Campus: CSU Long Beach -- June 21, 2004

CSULB Professor Part of $500,000 Grant Project Studying

Kristin Powers, an assistant professor in the Educational Psychology, Administration and Counseling Department at Cal State Long Beach, is participating in a project with Oregon Health Science University to examine how gender impacts transition planning for students with disabilities.

As co-primary investigator of an overall $500,000 project, Powers explains that the research, now in its second year, is meant to determine if being female and disabled translates into double jeopardy in post-secondary outcomes.

“We want to explore the planning process to discover if there are gender and equity issues in the preparation of girls with disabilities as they move from high school to the working world and college,” she explained. “There is a requirement in the Individuals with Disabilities Education Act that says schools must engage in transition planning.
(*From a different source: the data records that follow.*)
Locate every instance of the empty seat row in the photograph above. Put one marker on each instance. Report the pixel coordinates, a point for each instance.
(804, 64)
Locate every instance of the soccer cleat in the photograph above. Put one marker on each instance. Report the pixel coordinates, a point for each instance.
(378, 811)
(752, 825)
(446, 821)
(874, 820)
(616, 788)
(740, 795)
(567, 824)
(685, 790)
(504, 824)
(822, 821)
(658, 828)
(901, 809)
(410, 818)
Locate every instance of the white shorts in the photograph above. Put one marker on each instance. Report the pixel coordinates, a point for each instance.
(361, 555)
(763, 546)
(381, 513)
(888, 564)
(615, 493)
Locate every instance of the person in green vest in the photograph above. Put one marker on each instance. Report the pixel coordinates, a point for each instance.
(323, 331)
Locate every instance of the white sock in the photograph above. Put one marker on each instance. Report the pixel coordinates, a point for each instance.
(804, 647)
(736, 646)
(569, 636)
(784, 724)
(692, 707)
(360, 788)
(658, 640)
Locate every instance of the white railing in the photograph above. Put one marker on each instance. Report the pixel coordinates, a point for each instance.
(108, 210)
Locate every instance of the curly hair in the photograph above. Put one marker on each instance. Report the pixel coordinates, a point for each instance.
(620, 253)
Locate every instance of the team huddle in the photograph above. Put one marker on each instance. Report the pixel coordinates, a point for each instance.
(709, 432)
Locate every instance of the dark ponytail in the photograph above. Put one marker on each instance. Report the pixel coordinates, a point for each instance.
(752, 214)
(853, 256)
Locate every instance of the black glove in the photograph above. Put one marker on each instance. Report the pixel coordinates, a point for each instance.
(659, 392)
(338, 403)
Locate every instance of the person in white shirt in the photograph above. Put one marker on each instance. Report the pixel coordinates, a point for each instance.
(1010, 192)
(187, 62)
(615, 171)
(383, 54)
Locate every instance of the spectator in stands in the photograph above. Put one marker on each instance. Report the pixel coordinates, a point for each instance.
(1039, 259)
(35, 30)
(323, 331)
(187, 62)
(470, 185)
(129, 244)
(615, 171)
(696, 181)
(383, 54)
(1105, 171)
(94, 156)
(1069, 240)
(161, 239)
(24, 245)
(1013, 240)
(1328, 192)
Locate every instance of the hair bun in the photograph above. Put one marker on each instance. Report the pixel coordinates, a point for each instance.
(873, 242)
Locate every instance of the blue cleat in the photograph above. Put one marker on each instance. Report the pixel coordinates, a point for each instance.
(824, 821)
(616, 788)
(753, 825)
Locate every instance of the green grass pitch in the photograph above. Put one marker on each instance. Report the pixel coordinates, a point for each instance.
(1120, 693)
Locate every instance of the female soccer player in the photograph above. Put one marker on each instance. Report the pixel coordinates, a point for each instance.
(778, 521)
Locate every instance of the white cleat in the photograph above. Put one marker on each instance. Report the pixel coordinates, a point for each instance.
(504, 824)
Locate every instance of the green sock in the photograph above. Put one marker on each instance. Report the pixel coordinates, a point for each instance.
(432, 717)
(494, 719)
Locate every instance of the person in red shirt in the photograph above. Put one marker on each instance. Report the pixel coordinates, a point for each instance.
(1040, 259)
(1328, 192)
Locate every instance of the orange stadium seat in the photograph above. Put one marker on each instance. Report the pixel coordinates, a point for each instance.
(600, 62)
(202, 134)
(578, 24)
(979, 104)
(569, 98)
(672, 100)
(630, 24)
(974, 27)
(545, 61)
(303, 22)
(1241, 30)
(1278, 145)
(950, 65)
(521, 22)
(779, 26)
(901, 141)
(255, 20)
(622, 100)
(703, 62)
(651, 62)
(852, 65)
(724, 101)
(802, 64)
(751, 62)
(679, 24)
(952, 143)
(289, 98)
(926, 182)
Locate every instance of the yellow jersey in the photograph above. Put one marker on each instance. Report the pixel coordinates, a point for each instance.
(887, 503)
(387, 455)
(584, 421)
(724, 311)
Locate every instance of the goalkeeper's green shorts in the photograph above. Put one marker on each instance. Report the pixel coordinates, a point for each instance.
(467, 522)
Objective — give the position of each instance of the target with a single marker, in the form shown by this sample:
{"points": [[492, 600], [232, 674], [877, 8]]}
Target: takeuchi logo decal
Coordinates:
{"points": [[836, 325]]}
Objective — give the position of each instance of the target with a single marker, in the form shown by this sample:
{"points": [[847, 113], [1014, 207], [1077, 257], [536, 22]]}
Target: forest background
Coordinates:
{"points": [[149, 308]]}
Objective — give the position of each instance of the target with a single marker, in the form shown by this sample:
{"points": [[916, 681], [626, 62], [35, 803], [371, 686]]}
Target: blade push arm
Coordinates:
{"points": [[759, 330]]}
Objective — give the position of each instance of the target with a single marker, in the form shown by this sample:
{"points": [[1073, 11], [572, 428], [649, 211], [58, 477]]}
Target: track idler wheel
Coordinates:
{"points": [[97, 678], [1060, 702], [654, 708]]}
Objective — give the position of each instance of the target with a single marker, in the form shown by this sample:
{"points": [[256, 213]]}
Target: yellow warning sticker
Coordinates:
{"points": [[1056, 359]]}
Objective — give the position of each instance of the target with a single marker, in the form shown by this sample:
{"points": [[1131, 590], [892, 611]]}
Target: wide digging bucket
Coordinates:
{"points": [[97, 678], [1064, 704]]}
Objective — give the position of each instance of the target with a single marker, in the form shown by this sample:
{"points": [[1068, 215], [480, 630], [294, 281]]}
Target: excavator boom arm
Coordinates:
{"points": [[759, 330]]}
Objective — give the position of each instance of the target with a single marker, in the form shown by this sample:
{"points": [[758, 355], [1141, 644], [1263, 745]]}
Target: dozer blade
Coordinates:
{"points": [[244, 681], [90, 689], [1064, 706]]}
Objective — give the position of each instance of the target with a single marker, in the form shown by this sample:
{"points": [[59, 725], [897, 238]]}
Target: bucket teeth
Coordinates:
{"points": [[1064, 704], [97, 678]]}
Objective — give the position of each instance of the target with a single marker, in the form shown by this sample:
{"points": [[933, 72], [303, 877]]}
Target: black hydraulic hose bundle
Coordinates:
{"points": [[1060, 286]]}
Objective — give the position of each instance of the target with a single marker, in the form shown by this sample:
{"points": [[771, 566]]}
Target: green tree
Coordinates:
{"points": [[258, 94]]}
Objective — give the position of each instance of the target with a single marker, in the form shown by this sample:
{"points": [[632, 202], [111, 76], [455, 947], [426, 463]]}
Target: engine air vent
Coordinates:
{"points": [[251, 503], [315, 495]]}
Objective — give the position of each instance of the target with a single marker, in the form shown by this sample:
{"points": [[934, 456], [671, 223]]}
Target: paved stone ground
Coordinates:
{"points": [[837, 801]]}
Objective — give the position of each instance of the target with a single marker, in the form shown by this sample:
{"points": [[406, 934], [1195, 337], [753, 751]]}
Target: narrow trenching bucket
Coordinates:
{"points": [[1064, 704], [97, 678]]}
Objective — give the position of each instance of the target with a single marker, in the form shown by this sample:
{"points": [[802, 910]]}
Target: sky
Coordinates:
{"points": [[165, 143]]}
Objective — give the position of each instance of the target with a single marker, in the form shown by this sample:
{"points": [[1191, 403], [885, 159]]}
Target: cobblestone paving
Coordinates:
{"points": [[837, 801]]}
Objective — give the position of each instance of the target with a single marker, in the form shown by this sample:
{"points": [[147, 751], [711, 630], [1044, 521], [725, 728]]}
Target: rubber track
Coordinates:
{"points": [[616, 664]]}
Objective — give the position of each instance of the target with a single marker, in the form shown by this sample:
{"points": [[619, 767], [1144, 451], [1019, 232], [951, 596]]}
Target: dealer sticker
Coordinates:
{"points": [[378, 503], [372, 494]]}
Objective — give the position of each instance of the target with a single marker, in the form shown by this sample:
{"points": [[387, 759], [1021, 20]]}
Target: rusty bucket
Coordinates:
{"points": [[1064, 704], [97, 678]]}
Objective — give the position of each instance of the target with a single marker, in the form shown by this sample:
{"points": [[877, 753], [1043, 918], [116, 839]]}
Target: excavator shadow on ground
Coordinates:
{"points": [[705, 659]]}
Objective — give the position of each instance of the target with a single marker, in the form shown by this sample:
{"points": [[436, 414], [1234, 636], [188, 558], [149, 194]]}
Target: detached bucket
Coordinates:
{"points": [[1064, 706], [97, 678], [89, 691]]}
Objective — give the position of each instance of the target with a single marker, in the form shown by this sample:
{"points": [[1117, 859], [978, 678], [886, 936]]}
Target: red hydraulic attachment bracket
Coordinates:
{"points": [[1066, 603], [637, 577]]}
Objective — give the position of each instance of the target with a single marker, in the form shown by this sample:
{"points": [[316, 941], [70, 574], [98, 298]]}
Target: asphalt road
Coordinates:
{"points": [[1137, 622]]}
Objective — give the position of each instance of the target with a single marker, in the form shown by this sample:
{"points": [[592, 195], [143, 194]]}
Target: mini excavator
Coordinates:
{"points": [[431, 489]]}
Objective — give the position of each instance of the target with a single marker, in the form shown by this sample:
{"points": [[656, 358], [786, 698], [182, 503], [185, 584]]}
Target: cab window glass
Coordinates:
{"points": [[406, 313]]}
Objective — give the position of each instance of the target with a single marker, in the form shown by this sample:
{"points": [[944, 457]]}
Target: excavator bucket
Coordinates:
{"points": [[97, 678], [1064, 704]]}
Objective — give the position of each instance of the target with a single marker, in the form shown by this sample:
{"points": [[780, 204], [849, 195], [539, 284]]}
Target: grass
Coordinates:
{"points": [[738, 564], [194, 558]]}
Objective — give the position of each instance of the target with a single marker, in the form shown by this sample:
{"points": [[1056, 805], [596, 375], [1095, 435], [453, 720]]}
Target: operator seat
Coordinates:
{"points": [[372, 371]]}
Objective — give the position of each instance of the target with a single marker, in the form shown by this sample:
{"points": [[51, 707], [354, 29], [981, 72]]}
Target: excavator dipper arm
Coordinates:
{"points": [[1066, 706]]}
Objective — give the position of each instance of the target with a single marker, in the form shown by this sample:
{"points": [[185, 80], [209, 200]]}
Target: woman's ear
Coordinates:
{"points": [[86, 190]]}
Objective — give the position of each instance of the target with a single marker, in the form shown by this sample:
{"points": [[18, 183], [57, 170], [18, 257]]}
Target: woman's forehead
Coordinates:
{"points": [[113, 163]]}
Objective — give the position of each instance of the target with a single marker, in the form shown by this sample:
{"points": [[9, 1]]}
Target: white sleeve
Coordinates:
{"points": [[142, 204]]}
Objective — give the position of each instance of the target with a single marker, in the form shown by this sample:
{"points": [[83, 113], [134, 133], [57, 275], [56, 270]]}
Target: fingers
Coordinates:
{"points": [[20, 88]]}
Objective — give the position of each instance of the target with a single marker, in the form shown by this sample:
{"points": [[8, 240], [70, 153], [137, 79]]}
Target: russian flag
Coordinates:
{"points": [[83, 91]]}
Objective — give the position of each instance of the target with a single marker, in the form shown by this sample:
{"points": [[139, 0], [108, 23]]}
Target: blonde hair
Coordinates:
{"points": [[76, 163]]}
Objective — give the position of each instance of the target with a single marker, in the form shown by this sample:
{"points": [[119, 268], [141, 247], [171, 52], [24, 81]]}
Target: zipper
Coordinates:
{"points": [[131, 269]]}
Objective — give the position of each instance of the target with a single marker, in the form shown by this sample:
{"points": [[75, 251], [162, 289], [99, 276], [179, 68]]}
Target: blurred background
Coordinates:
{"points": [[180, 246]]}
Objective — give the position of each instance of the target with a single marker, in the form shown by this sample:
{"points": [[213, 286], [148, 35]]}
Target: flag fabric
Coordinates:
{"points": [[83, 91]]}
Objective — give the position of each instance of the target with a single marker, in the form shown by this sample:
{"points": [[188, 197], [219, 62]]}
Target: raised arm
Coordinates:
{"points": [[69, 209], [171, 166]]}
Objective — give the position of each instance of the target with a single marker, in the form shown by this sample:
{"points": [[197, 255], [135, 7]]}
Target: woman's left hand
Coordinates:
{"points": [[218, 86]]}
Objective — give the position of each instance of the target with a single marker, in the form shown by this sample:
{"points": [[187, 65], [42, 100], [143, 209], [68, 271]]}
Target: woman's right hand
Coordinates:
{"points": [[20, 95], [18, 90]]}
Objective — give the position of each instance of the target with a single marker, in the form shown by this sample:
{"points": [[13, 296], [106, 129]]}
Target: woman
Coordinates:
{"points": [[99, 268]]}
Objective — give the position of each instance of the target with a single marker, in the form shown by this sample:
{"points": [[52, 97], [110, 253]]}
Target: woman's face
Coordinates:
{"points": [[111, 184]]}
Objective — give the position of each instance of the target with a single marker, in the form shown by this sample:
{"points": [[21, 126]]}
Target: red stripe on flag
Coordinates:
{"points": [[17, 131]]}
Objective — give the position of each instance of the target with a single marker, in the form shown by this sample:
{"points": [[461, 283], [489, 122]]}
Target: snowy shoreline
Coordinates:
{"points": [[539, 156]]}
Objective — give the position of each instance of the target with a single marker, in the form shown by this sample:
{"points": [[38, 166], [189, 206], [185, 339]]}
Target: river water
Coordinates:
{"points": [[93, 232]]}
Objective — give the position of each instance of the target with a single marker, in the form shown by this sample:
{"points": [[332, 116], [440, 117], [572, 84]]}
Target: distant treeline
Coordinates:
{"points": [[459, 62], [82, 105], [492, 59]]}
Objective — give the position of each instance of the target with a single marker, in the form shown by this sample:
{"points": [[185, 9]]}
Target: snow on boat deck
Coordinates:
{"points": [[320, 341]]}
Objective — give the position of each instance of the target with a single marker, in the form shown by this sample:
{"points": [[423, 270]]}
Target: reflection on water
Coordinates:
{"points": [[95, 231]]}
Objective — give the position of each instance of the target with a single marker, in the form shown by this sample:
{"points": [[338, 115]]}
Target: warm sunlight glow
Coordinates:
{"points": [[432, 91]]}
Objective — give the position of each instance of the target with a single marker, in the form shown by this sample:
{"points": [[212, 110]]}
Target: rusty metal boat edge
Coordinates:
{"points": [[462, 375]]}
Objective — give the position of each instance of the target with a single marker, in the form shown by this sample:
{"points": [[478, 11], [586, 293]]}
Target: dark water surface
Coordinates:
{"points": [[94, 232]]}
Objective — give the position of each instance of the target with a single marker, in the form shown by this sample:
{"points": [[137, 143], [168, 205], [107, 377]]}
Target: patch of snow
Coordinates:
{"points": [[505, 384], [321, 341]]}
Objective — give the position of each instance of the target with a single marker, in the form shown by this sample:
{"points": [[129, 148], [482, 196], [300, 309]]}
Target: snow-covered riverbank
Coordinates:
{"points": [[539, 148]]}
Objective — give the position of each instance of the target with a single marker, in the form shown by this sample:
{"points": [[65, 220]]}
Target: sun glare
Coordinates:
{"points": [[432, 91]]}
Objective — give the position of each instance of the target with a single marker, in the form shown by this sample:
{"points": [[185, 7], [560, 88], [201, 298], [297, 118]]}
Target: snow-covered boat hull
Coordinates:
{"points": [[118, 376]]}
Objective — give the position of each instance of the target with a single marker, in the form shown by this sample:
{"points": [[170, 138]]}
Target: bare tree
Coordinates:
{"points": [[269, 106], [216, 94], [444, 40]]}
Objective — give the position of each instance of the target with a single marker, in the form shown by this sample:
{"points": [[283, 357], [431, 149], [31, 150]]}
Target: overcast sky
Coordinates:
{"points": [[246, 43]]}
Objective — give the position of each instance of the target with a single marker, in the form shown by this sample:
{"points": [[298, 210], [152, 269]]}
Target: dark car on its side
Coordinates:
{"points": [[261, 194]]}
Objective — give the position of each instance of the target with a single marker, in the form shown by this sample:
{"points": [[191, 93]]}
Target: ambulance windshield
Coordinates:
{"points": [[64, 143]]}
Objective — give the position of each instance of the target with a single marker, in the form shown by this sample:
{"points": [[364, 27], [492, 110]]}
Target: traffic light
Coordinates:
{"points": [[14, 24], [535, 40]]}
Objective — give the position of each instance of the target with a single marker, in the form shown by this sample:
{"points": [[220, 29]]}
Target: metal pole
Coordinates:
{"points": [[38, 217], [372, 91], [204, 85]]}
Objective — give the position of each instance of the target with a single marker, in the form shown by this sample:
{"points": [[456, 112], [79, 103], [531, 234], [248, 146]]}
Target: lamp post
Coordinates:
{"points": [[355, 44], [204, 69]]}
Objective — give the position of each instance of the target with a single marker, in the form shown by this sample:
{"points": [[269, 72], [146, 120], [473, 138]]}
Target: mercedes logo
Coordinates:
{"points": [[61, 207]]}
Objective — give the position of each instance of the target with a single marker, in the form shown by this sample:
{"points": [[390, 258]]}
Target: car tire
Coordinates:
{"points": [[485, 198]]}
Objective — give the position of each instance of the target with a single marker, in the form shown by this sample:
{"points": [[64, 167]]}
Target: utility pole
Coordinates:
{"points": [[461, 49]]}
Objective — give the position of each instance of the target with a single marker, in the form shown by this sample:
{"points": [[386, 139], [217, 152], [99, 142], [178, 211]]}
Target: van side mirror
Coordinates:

Students and their families ought to have a big part in that planning. My research examines that planning process.”

In its first year, the project examined 400 transition plans from two large urban West Coast school districts. “We found the planning process itself to be so poor that any gender disparities were small,” she said. “It wasn’t just terrible for girls; it was terrible for everybody.”

The second stage of the research switched from document review to focus groups, which included teachers, parents and young women with disabilities. One of the most enlightening and inspiring focus groups was held with CSULB students at the Disabled Student Services. During the summer of 2004, surveys will be administered to join focus groups and document searches to triangulate the data on gender and equity in transition planning.

Powers served as a school psychologist and assistant to the Assistant Superintendents of Special Education and Research in the Long Beach Unified School District for three years before joining CSULB in 2000. She received her doctorate in educational psychology from the University of Minnesota in 1997.